An Intimate History is an apt title for the book. Hoffman has been intimately involved in family therapy virtually since its inception and seems to have met, interacted with, and worked or studied with almost everyone of name, as well as many whose names are not well known outside of a limited circle. She is acquainted with contemporary cutting-edge influences in sociology, anthropology, psychiatry, psychology, feminist studies, linguistics, and philosophy as well as family therapy, and she has remarkable, astute insights into how these fields have cross-fertilized each other. She is keenly attuned to the cross currents in contemporary life in the United States and in other countries and to how they have influenced scholarship in what may be very broadly termed the social sciences.
This book is an account of Hoffman's personal life as well as her professional life, of her personal and professional education and development.
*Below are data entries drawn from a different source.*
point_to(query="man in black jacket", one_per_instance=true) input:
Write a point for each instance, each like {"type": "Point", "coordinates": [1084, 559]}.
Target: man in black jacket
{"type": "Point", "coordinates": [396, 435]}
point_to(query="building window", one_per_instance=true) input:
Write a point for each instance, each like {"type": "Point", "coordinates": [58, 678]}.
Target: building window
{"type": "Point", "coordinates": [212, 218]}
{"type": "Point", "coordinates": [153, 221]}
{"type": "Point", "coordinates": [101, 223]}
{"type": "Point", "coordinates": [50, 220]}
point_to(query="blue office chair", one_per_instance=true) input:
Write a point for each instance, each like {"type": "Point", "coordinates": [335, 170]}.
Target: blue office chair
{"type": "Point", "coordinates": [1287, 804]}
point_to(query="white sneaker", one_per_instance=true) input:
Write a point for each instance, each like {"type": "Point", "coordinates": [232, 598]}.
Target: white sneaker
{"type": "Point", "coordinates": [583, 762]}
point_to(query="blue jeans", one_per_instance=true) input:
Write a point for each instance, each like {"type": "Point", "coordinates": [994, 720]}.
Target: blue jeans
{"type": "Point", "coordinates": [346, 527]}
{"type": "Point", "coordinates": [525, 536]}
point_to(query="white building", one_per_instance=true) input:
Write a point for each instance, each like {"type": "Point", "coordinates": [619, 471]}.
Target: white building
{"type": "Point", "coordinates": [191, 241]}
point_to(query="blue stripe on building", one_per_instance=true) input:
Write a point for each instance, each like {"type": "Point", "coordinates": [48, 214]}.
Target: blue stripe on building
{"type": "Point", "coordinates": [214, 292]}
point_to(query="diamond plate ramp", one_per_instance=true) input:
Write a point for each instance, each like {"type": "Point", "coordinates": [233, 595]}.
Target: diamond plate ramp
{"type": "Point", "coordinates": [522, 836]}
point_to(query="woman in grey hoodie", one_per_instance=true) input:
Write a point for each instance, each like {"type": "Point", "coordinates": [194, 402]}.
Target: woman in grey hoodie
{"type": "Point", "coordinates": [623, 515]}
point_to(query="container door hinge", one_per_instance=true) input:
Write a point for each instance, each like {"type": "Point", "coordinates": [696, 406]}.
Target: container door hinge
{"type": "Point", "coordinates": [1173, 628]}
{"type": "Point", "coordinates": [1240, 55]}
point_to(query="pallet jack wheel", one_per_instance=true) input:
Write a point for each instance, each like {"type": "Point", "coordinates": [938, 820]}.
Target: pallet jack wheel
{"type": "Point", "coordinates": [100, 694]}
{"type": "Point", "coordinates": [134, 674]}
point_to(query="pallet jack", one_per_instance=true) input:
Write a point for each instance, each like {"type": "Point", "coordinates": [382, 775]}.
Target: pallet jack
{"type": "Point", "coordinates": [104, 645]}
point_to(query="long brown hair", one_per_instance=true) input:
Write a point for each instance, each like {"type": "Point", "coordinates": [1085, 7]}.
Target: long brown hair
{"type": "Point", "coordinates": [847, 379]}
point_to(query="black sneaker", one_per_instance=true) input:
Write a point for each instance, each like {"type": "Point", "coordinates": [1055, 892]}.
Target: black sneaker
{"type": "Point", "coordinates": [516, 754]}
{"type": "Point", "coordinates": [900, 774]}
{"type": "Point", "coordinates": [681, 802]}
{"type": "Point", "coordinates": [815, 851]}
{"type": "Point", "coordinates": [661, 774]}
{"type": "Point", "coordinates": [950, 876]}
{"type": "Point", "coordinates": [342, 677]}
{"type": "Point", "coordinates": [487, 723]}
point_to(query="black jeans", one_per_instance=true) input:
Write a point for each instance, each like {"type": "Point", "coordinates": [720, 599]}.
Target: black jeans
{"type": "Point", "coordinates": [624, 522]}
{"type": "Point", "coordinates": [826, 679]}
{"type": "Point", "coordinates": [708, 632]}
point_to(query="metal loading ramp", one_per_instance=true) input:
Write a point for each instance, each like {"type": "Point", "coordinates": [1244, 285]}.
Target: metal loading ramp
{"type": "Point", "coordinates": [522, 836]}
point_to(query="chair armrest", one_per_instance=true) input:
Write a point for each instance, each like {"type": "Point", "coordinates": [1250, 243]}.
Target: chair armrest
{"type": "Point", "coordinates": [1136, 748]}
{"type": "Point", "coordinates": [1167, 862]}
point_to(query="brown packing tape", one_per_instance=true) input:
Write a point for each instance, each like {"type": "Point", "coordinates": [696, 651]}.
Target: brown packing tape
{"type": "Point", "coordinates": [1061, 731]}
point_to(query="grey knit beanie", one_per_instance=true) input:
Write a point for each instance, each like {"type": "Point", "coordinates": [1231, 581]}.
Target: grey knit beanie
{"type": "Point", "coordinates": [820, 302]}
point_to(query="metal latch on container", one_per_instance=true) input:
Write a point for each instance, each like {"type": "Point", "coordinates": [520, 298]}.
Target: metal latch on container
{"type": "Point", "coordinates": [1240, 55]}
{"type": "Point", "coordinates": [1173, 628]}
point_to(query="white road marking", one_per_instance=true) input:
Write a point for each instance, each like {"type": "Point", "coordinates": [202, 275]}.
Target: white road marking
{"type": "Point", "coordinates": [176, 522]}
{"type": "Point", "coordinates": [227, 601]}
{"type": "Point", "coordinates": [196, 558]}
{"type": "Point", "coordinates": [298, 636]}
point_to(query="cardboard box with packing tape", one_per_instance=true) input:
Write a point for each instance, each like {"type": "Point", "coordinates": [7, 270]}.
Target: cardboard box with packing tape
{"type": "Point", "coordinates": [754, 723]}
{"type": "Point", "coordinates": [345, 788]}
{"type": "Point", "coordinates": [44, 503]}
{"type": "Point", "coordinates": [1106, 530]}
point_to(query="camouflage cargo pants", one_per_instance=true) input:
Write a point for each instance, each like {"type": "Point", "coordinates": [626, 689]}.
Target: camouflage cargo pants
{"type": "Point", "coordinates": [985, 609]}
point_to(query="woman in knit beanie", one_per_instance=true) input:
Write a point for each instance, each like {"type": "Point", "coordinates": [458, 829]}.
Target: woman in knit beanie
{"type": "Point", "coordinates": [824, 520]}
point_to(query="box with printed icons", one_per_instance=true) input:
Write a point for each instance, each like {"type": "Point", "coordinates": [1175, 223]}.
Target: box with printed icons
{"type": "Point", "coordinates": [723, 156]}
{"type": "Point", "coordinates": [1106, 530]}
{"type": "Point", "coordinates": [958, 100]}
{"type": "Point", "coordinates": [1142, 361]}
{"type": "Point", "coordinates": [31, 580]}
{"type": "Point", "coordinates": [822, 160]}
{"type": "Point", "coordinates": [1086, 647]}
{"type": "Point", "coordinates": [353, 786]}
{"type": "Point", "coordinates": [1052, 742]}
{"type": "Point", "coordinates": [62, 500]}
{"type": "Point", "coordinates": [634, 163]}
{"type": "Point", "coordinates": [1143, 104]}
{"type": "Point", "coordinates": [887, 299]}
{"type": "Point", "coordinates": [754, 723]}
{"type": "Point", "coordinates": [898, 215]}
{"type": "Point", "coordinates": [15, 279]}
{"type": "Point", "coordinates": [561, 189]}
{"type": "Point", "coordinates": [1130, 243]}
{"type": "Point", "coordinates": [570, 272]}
In a most engaging and remarkable way, in telling us of her own personal growth and development, Hoffman almost of necessity tells us of the growth and development of family therapy in all of its rich, interwoven complexity and of all its individual strands coming together to make a kind of beautiful academic oriental carpet. If I tried to describe the book chapter by chapter, I could not do it justice—it has to be read in its entirety. Buy this book.